Kita tahu, pendidikan pesantren adalah model pendidikan yang paling memasyarakat di Indonesia, sebelum kelak diperkenalkan pendidikan modern oleh Belanda. Setidaknya, sejak permulaan abad ke-19, atau jauh sebelum itu, pondok pesantren bisa dibilang satu-satunya lembaga pendidikan yang paling banyak dikenal masyarakat. Dahulu pesantren-pesantren itu adalah salah satunya dirintis oleh para prajurit Diponegoro pasca Perang Jawa. Sedikitnya, sebagai contoh, di beberapa tempat di Trenggalek, ada sekian tempat yang pada awalnya dijadikan lokasi berdirinya masjid di tengah masyarakat yang masih menganut agama Hindu-Budha, sebelum kemudian turut pula didirikan pondok di samping masjid yang dirintis oleh bekas prajurit Diponegoro tersebut. Bahkan pada permulaan abad ke-19 itu—sebagaimana dicatat oleh Steenbrink (1984)—para santri dari pondok pesantren banyak memelopori pengolahan tanah-tanah kosong untuk pertanian dan bahkan memioneri gerakan transmigrasi. Santri-santri yang mengaji di rumah seorang kyai atau guru-guru mereka, mengupah pengajaran untuk guru-kyainya dengan bekerja secara cuma-cuma di sawah-sawah milik gurunya (kyai). Dari situ, kemudian disinyalir pesantren-pesantren baru dibuka dan bertumbuh, oleh—salah satunya—tujuan mempersiapkan tanah baru: membuka tempat baru untuk pertanian.
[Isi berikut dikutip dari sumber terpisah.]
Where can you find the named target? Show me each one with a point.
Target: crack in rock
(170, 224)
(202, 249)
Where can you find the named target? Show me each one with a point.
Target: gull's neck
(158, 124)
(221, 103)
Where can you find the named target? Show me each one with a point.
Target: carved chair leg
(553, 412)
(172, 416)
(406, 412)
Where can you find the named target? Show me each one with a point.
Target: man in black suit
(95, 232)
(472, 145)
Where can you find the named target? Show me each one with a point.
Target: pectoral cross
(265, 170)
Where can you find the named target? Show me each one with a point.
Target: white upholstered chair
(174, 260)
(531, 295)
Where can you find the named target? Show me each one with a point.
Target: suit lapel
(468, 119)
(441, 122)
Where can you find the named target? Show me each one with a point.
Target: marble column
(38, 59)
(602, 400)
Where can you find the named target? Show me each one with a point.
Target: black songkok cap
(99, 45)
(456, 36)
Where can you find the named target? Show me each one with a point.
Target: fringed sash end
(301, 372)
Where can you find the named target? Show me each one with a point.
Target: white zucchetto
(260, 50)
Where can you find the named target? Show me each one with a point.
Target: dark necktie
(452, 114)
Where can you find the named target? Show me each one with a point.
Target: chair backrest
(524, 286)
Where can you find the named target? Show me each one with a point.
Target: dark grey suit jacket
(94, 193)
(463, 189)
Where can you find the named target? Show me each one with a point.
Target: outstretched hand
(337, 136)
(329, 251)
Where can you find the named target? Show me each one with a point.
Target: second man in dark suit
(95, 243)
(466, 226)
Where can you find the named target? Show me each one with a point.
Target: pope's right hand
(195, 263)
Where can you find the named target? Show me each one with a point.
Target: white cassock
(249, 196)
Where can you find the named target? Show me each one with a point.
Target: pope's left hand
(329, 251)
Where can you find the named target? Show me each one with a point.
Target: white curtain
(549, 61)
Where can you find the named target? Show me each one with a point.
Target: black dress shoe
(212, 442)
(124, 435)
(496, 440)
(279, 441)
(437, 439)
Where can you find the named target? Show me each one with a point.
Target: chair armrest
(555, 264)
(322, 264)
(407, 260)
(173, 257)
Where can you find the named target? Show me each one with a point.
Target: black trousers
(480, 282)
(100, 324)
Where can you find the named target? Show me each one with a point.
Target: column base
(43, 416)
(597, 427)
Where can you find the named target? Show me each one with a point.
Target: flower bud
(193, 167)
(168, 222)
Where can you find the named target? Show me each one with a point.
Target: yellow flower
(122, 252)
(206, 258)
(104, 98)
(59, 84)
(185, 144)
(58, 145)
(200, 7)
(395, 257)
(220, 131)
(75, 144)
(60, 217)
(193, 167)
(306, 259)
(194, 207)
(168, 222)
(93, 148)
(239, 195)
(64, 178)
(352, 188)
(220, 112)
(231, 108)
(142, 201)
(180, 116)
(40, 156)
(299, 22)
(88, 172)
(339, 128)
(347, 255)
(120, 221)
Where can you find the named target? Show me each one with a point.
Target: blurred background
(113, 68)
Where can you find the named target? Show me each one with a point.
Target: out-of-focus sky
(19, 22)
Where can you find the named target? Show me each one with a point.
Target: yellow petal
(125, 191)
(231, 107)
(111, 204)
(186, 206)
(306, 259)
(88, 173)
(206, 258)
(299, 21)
Secara jamak, pesantren merupakan—selain tempat menggembleng diri dengan ilmu agama dan sosial-kemasyarakatan—juga menjadi tempat belajar para santri bagaimana hidup secara mandiri, belajar mengembangkan ketrampilan atau skill santri. Pesantren-pesantren ini dari zaman dulu telah memberikan gambaran yang cukup representatif: bagaimana mengajar lebih ke suatu contoh konkrit tentang suasana hidup yang cukup baik di lingkungan pesantren, yang sengaja diciptakan sebagaimana gambaran prototipe atau pola bagi suatu masyarakat kecil. Sedikitnya di sana, terdapat seorang lurah pondok dan warga pondok. Ada bagian keamanan dan seterusnya, yang secara khusus menggembleng santri menjadi anggota masyarakat pondok dengan peran masing-masing. Dari situ, para santri dididik di pondok selain untuk mengaji ilmu, sebetulnya juga dengan sengaja dipersiapkan untuk ”hidup” di masyarakat. Di samping hidup di pesantren yang nota bene berlokasi di pedesaan, khususnya sesuai pengalaman saya di Joresan, santri punya ikatan yang baik dan kental dengan masyarakat sekitar pondok. Hubungan itu dijaga seolah-olah masyarakat sekitar turut memiliki pesantren, dan sementara santri juga merasa bahwa masyarakat setempat adalah bagian yang tak terpisahkan dengan (kultur) santri dan pesantren sendiri.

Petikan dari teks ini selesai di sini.